Strumenta / SmartReader

SmartReader is a library to extract the main content of a web page, based on a port of the Readability library by Mozilla
https://smartreader.inre.me
Apache License 2.0
156 stars 35 forks source link

Adding support for automatic summarization #17

Open gabriele-tomassetti opened 4 years ago

gabriele-tomassetti commented 4 years ago

The library can extract any manual excerpt that is contained in the article (i.e., the short summary that usually is shown in Facebook or Twitter). However, it can be useful to also generate an automatic summary for long articles. The issue is that there does not seem to be nothing really effective and light on resources to do that. So, the end result may vary in quality.

Mochitto commented 1 month ago

An LLM could likely help with this. A simple solution is allowing users to configure the reader with their API key and just contact OpenAI API to get summaries.
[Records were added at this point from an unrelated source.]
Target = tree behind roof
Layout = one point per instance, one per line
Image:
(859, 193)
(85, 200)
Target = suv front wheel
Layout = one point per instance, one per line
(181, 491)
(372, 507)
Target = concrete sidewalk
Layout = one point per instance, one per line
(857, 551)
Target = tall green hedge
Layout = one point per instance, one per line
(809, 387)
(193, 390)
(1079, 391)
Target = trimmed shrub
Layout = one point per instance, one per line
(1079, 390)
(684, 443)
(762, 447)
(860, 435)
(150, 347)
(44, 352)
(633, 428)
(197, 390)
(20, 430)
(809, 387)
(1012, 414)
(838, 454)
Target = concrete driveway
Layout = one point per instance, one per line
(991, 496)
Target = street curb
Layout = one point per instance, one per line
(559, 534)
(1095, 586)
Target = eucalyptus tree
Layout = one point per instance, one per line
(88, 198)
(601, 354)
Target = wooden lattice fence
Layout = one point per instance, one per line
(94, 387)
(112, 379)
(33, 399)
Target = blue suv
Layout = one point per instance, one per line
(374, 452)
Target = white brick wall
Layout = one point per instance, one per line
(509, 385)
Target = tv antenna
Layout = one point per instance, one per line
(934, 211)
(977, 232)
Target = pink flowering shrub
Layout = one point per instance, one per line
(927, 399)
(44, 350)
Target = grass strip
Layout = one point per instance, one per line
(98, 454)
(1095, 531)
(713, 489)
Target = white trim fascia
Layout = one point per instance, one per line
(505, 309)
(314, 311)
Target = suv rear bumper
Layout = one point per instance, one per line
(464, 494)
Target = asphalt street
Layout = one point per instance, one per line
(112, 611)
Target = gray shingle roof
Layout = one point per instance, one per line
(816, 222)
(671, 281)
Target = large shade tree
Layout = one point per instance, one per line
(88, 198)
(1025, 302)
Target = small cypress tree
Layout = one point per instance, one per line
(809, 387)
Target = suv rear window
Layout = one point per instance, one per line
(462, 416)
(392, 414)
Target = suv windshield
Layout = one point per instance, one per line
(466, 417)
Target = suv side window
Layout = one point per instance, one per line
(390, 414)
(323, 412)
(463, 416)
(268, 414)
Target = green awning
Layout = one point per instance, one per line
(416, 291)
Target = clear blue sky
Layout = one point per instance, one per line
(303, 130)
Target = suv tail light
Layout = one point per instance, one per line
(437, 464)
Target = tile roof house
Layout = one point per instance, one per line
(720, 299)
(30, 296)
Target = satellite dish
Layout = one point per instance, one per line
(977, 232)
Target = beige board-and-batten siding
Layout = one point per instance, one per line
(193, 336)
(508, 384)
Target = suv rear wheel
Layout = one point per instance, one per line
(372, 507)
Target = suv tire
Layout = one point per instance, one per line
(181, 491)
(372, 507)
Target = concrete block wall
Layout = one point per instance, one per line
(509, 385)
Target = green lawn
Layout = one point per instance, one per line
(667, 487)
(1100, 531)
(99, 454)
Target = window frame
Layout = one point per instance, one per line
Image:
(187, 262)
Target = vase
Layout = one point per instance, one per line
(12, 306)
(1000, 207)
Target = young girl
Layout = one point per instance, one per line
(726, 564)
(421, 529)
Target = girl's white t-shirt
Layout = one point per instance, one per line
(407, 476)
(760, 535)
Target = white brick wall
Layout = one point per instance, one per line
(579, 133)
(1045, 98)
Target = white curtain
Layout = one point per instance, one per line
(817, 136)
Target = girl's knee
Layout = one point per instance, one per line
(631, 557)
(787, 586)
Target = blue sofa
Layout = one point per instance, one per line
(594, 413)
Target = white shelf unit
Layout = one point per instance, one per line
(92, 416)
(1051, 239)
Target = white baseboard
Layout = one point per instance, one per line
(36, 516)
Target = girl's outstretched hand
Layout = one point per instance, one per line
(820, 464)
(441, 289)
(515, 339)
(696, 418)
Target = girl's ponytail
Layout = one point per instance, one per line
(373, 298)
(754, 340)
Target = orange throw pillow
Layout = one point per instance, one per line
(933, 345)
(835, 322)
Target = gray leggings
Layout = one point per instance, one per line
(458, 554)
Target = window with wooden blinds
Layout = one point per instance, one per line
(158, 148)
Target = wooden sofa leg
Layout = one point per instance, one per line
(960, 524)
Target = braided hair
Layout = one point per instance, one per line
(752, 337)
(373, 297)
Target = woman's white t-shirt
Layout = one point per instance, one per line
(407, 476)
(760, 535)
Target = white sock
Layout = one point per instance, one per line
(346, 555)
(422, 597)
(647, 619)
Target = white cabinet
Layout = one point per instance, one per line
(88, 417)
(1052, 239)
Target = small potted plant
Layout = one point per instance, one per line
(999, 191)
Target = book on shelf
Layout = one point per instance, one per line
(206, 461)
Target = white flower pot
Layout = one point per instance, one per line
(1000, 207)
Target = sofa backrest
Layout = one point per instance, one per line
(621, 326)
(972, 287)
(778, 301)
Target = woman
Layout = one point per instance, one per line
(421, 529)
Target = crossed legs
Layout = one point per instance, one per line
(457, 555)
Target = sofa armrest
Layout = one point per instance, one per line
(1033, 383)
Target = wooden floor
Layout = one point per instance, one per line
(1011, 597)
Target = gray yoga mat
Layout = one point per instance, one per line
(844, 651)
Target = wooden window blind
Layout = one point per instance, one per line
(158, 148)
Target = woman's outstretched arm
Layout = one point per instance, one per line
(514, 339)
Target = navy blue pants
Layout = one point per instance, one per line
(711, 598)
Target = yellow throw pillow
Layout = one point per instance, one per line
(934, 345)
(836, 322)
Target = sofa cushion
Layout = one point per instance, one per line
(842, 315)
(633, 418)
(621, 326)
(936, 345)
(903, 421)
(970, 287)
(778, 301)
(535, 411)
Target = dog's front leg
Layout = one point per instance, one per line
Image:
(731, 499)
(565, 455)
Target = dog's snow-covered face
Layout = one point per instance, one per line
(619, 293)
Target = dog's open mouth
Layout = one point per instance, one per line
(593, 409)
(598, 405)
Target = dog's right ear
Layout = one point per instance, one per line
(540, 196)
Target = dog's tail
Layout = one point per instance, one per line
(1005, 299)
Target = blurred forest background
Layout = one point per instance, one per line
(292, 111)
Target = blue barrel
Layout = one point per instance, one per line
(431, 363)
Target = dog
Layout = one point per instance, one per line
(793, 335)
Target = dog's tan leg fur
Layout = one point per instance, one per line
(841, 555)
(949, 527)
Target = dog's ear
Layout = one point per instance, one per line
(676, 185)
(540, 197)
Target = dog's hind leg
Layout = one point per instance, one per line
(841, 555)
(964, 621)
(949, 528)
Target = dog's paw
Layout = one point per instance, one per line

gabriele-tomassetti commented 1 month ago

We should probably implement a basic interface to let people choose how to obtain the summary, like we do for converting to plain text. So, users can choose to use a LLM.

Just like the original library, this was designed for people that wanted a light and privacy-oriented solution to get an article free of clutter. So, I do not think that a LLM would be good a fit for integration in this library. To be fair, I never found a good way to do this algorithmically, hence why we should give users a simple way to do what they want.

Mochitto commented 1 month ago

A fair concern I totally agree with. I was also thinking about it being an opt-in and at discretion of users (since they're using their API keys).

An extraction based algorithm could be added, sorting out important parts of text after ranking the sentences, but quality would probably vary a lot and complexity spiral out of control, with i18n in mind.

Maybe there could be some nice text analysis visualization tools that could aid in skimming through the text more quickly, instead of creating summaries (even a simple highlight on the longest sentences, or of field-specific terms based on frequency scores).

Abstraction summarizations, with privacy in mind, could be implemented in some years, if we get local-based LLMs.